Low Point: It’s kinda hard to pin down, but in some scenes the the big robots just don’t quite feel right. Also, there’s a fairly long
scene featuring the Autobots (in their 30-foot tall robot forms) “sneaking” around the Witwicky house that feels out of place, due to its almost
slapstick nature.

The Scores

Originality? In a movie based on a line of toys that’s almost as old as I am? Heh. I’ll give them partial credit for doing a good job of
the adaptation, reducing the line of hundreds of toys down to about a dozen, while being reasonably faithful to the story and the characters. 3/6.

Story: It’s a summer popcorn flick. You don’t go for the deep, involving plotline. For the most part, what story there is makes sense,
though the contortions they went through to make eBay into a crucial plot detail just sits wrong. 3/6.

Effects: Now this is why you’re here. For the most part, the effects are as impressive as you’d expect given the reported $150
million budget. The giant robots just feel… off, though. In particular, close-up shots of their heads and faces when they’re talking look really
strange; it’s their “teeth.” I don’t know if it’s appropriate to apply the uncanny valley
hypothesis
to anthropomorphic props, but I’m gonna do it anyway. Fortunately, most of the time they’re just moving fast and beating each other
up and crashing into buildings and THAT is what you paid eight bucks for. 6/6.

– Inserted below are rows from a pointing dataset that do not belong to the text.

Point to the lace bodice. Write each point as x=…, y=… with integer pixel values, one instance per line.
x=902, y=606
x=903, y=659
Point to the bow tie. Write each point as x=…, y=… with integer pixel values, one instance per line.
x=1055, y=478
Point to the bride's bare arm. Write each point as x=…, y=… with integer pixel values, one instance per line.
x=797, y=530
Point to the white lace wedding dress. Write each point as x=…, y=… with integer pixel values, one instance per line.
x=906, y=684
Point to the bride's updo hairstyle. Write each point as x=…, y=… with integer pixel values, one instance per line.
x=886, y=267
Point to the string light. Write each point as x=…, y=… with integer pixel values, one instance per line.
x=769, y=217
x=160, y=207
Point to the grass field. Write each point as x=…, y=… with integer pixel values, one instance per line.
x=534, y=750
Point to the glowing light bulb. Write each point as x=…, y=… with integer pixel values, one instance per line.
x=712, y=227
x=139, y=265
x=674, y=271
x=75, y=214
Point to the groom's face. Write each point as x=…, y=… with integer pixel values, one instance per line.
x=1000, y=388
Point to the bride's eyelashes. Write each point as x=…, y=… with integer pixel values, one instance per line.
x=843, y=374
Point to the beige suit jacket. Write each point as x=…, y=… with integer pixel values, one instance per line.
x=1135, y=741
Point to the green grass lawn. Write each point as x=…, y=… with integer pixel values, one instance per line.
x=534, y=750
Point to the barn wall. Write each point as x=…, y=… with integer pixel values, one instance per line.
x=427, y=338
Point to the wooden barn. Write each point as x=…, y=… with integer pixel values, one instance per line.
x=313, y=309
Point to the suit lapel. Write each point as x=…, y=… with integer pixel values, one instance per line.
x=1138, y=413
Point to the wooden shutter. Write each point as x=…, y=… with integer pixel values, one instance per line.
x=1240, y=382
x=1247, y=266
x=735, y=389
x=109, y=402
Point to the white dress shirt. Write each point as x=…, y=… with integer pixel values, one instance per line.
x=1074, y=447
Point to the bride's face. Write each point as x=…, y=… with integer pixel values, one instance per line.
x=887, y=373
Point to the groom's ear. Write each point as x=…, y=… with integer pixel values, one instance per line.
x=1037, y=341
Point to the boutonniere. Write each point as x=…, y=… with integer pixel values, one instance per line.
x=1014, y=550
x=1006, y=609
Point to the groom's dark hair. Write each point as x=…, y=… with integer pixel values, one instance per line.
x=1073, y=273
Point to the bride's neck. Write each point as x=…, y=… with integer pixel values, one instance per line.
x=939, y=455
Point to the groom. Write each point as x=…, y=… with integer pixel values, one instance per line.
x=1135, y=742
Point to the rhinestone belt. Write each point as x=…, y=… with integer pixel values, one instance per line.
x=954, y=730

Acting: After the first half-hour or so, the humans mostly run around like extras in a Godzilla flick. What little they get to do is
convincing enough. The Transformers’ voice acting is solid as well. 4/6.

Production: The closest to a production error in the whole movie (that I saw, at least) is the fact that Bumblebee disguises himself as a
2009 Camaro, which you won’t find on the streets in “the present day,” when the movie takes place. While I’m sure repeated viewings on DVD will
reveal the usual production gaffes and such, those are inevitable, and I’ll let the Camaro one slide because it was cool. :) 5/6.

Emotional response: Even though some of the “comedy” scenes felt out of place, I still laughed. There were oohs and aahs and the audience
in my theater cheered at the end of the movie, which is usually a good sign. Nothing overwhelming, but better than a lot of summer action movies.
4/6.

Overall, Transformers is not a perfect film, but it’s not a bad one, and unless you have an amazingly expensive home theater setup, I think
it deserves to be seen on a big screen. 5/6.

That adds to a heroic, but not almighty, 30/42.